Bibliothèques hors les murs
Isabelle Masse
Toucher des enfants – mais aussi des adultes – qui n’ont pas de contact avec le livre…, donner une image positive de la lecture et de la bibliothèque 1… Voilà pourquoi, depuis deux ans, des bibliothèques de la ville de Paris mettent en place durant l’été des « bibliothèques hors les murs » (ou BHLM, un nouveau sigle…), conçues comme des lieux de rencontre et d’échange gratuits et libres 2. C’est un bilan de ces activités estivales qui fut présenté, en cette matinée du 31 janvier 2002, à la bibliothèque Buffon (5e arrondissement), à tous les bibliothécaires, médiateurs du livre et lecteurs parisiens ou franciliens. Échanges et discussions permirent aux participants de faire part de leurs observations et de leurs expériences et de réfléchir sur l’avenir. Catherine Éjarque, de la bibliothèque Vivienne (2e arrondissement), souligna les côtés positifs des expériences – les objectifs ont été atteints –, tout en rappelant les difficultés rencontrées et l’importance de l’élaboration d’un projet coordonné.
Description concrète
Qu’est-ce qu’une « bibliothèque hors les murs » ? Violaine Rialland, médiatrice, de la bibliothèque Saint-Éloi (12e arrondissement), et Sidonie Boudron, lectrice, en donnèrent une description très concrète. Une équipe de 7 à 8 médiateurs et lecteurs 3 venus de plusieurs bibliothèques installe sur un site sélectionné et de manière à être visibles – passage, jardin public, dalle… – de grandes nattes colorées, des parasols et, bien sûr, des livres dont le choix doit permettre de toucher tous les publics 4. Une séance dure environ deux heures. La lecture individuelle est la meilleure pratique pour ce type d’action : un adulte lit un livre choisi par l’enfant. Ce dernier écoute, assis, debout, en jouant, à son rythme.
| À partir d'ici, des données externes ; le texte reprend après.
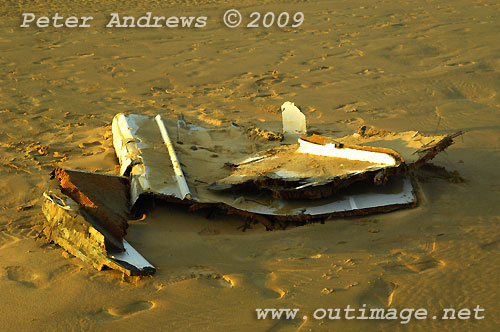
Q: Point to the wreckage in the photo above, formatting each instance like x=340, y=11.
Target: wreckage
x=316, y=178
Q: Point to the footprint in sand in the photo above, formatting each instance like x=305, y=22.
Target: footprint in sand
x=379, y=293
x=24, y=276
x=265, y=282
x=210, y=276
x=63, y=272
x=412, y=264
x=7, y=237
x=123, y=311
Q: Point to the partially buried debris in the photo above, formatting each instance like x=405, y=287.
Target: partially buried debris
x=86, y=215
x=320, y=166
x=314, y=179
x=277, y=184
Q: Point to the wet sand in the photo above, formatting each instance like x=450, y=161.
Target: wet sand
x=427, y=66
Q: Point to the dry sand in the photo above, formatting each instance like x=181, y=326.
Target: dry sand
x=432, y=66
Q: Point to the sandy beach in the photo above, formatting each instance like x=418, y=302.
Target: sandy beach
x=428, y=66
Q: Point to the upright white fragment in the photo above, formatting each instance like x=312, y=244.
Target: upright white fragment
x=181, y=180
x=294, y=121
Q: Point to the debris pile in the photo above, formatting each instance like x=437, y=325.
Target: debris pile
x=315, y=178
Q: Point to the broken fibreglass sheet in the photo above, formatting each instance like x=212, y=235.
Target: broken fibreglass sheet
x=202, y=155
x=82, y=235
x=319, y=166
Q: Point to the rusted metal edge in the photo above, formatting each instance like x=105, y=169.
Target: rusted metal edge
x=295, y=189
x=77, y=233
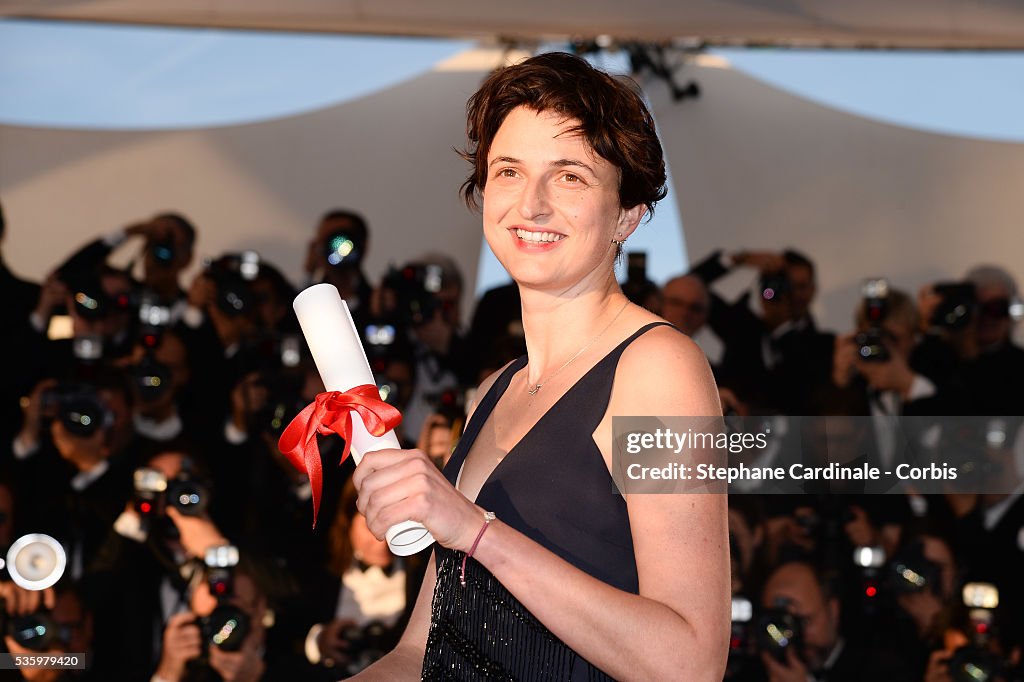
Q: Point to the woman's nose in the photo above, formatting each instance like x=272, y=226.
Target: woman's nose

L’adulte respecte le texte, fait des pauses, passe le relais à d’autres lecteurs, mais ne se laisse pas accaparer par un seul enfant. Parents et adultes peuvent également faire la lecture. De manière générale, les actions hors les murs supposent un important travail de médiation : il s’agit d’aller vers un public potentiel, il ne s’agit pas d’attendre que ce dernier vienne de lui-même.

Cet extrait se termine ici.